The Up band covers quite a bit. Instead of simply tracking your movement, like the Nike Fuel band, it also monitors your sleep. It works as a stopwatch too. All this data is fed into your Up app, building up a picture of your day.
On the basic Up app, movement is measured by steps only, which seems a little arbitrary, especially if you like cycling and other sports. But the app does allow you to connect with a range of other services, such as My Fitness Pal, Sleepio, RunKeeper, Notch and even IFTTT (If This Then That), which makes it more useful.
If you are looking for a lazy way to do things, the Up band isn’t it. It requires a bit of user intervention. For example, at night, you have to remember to switch it into sleep mode, or else it will tell you that you haven’t slept at all, throwing your stats out for the week.
After you switch it into sleep mode, it will track how long it took you to fall asleep and then, based on your movements, how much time you spent in deep sleep versus lighter sleep.
And the more information you give it, the better picture it builds up.
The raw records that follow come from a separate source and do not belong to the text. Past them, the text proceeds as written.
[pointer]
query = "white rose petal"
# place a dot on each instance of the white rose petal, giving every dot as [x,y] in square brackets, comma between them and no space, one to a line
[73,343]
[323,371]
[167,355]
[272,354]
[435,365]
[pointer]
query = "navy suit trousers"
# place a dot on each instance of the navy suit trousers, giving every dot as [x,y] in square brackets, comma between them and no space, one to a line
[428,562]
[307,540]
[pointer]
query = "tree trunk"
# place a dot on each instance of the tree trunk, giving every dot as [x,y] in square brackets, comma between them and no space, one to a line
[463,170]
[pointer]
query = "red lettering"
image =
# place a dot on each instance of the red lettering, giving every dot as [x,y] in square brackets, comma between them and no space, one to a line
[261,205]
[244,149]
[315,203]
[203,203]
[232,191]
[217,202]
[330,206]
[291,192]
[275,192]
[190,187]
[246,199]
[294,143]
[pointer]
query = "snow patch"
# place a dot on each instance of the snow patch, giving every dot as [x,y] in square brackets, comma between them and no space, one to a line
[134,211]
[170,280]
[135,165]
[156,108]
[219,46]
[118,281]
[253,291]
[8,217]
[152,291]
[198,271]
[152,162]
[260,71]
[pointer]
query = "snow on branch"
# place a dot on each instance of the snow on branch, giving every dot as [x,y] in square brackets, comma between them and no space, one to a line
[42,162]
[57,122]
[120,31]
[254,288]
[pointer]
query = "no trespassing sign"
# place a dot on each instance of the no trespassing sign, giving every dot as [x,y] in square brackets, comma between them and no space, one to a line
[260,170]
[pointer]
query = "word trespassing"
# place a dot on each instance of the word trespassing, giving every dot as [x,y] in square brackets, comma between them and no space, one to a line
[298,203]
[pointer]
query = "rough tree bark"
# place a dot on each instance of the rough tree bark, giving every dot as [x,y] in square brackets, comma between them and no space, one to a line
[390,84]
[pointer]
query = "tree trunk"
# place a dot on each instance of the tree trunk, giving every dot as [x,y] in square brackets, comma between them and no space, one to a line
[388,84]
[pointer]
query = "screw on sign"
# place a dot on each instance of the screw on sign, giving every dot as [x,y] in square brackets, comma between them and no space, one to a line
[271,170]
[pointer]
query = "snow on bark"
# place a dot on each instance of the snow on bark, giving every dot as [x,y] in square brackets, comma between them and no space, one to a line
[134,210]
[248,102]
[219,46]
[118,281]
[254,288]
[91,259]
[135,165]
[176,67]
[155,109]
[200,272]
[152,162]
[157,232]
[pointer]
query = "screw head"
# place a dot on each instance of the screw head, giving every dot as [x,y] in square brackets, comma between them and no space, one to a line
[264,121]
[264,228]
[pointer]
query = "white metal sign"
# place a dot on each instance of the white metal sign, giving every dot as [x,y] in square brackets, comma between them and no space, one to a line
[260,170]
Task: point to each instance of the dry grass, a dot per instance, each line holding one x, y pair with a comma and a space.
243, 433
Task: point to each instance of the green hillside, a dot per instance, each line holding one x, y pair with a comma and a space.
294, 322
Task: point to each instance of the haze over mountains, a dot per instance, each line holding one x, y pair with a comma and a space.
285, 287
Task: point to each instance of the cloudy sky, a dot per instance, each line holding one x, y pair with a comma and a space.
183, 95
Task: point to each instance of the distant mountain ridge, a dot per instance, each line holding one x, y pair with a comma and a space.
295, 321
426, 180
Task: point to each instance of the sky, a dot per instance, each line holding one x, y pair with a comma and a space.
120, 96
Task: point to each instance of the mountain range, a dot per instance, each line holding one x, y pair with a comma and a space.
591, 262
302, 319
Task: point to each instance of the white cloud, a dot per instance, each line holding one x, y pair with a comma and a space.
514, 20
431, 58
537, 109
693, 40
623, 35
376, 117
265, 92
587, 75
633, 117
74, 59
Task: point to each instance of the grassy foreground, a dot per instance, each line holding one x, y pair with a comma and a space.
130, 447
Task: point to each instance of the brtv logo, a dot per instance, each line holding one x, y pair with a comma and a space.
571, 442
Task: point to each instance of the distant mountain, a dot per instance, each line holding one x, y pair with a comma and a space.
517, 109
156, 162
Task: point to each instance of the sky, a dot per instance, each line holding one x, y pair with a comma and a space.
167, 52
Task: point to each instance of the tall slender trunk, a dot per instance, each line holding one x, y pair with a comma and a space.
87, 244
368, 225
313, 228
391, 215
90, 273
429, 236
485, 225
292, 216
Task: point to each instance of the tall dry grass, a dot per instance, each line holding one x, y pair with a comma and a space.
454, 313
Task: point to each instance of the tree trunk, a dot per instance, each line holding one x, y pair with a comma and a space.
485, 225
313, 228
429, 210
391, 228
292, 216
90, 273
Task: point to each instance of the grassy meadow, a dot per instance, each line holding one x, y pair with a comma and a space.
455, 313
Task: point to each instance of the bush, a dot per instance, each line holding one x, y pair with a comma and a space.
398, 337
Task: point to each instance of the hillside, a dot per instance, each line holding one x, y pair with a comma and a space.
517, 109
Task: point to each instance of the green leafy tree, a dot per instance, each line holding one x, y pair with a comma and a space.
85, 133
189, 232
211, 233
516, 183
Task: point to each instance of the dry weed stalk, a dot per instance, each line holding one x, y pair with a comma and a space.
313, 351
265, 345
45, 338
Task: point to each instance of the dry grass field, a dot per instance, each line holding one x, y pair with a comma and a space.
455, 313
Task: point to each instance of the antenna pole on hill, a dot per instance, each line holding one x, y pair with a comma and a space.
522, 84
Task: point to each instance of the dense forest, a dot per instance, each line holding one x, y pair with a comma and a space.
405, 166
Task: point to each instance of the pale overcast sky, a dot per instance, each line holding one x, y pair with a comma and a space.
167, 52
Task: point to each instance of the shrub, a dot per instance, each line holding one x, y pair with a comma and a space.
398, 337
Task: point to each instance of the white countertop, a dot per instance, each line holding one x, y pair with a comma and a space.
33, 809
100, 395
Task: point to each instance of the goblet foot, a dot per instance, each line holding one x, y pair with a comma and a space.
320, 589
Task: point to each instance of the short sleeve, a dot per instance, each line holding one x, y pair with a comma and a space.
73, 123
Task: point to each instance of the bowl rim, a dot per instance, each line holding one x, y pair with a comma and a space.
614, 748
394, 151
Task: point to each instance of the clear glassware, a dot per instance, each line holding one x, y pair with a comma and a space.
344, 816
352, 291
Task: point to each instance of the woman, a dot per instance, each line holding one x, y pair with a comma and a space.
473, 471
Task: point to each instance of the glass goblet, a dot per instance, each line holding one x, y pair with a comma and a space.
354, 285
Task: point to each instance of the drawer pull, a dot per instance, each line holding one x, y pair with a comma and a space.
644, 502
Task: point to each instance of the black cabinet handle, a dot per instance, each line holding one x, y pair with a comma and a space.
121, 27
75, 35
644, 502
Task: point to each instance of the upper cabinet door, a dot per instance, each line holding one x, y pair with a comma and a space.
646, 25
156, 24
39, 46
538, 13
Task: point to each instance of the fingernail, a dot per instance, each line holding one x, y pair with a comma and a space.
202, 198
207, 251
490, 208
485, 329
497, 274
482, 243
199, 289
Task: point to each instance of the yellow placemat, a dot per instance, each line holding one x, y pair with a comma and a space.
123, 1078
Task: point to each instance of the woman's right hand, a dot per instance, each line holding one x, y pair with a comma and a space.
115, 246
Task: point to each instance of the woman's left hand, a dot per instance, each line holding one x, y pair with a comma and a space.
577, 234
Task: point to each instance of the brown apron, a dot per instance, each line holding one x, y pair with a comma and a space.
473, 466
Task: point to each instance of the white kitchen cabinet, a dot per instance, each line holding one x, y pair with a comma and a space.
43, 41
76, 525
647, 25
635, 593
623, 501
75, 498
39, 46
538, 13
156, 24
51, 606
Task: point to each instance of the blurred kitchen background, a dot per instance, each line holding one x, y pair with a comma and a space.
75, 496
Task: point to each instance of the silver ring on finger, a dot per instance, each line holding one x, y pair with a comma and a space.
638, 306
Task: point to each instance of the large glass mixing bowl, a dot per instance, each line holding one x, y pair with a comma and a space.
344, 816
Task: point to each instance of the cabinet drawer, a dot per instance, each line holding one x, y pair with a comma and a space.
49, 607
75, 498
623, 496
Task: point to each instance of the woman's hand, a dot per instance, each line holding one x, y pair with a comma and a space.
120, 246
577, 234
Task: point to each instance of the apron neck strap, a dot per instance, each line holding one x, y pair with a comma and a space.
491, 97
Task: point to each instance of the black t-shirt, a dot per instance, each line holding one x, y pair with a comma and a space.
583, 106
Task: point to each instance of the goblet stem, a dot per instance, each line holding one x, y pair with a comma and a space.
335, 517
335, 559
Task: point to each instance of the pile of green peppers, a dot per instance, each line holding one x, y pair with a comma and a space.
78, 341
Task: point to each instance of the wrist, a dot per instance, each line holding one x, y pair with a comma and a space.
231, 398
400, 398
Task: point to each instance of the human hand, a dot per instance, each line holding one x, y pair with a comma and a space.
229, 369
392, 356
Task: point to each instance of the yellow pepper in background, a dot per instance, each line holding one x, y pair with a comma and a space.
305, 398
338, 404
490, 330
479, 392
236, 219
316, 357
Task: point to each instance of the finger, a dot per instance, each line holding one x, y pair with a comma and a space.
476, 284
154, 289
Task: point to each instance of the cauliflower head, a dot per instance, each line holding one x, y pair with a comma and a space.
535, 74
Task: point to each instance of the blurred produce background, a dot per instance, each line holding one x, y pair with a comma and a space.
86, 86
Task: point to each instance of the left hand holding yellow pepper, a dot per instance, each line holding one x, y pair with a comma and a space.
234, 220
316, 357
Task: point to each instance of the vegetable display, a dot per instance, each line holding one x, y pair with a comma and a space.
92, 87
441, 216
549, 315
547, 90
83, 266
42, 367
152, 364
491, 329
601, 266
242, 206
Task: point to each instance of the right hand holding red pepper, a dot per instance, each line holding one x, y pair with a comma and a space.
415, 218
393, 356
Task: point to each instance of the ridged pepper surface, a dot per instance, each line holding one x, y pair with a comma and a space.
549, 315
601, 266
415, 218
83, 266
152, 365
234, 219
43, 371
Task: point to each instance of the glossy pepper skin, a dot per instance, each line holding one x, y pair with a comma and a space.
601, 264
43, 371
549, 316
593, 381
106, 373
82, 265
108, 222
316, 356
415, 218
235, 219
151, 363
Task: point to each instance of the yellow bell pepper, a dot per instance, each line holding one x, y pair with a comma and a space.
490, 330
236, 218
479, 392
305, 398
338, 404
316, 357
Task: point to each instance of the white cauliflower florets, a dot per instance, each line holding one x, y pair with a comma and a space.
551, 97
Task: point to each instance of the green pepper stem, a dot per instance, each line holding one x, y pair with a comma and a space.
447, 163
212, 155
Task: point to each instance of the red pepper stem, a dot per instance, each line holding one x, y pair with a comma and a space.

You can log your food and drink, and your daily moods through the app, giving the system a more rounded view of your typical day.
The Up app provides daily “insights” that are intended to be inspiring. Most of them appear to be aimed at a US audience, citing US-based figures for average movement and so on.
One thing: the Jawbone Up requires a smartphone to transfer your data to the service, allowing it to build up a profile of you.
After two days it will have enough data to start noting trends so you can see how well you’re sleeping (or not), and how your activity level fluctuates. It will track workout time, calories burned and, if you give it the information, your food intake too.
It’s easy to set up: charge it, download the app and plug the band into the headphone jack on your phone. It walks you through the steps and you are ready to go in only a few minutes, which is refreshing.
There’s no Bluetooth to wind down the battery life on your band or your phone; all data transfer is done via the headphone jack. Jawbone recommends you do the sync about twice a day. You get about 10 days out of a full charge on the band, but you need a USB-to-headphone jack attachment to do it, which is slightly annoying because it’s the first thing you misplace.
But this band is going to change my life (allegedly). I’ll sleep better, move more, eat better (maybe) and maybe even fit in a perfectly calculated nap or two.
Day one doesn’t go too badly. The alarm on the band wakes me up before my regular alarm goes off, evidently deciding that my sleep cycle is at the best point to do this.
There’s a minor hiccup later when I realise that it’s best to calibrate the distance settings on the band. Although it’s got an accelerometer built into it, and will calculate steps straight out of box, the distance will vary according to your stride length. And I’ve got a little less stride than the average person. It can also be a little generous; for example, I added 32 steps (allegedly) to my daily tally without ever leaving my desk.
The band will also prompt you to get up and move around if you have spent too long sitting at your desk. I’ve set it initially to 30 minutes, but that’s quickly changed or else I’d never get any work done.
No wireless syncing means I have to stop myself taking the band on and off several times a day just to see how I’m doing. It’s a little frustrating, as you can’t keep track during the day without taking it off, plugging it in and waiting.
After the first Up debacle, I’m a little nervous about keeping it on in the shower, but it makes it through unscathed.
By day three, I’m falling down on the food and drink logging, but the band has shown me one thing: I’m not sleeping nearly as much as I thought. And it’s tough to stick to the 10,000 steps goal when you have a desk job.
The idle-reminder prompts me to get up occasionally, but most of the time it’s ignored. Still, I get some extra activity logged at a kickboxing class, which pushes my stats a bit higher. And Up tells me I’m in the top 30 per cent of Up users for activity levels, which is reassuring.
A week later and the band is still going strong. It’s been through numerous showers, been pulled on and off several times a day and survived several workouts – things that rendered the previous bands useless after disturbingly short periods of time. So it’s safe to say that they’ve improved the design drastically.
While it hasn’t caused any major shift in my lifestyle, forcing myself to document what I eat, making me more aware of my movement and tracking my sleep has made me more conscious of it. A few small changes here and there add up.
Just don’t expect it to do all the work for you – no amount of advanced technology in a band will do that. Not yet, anyway.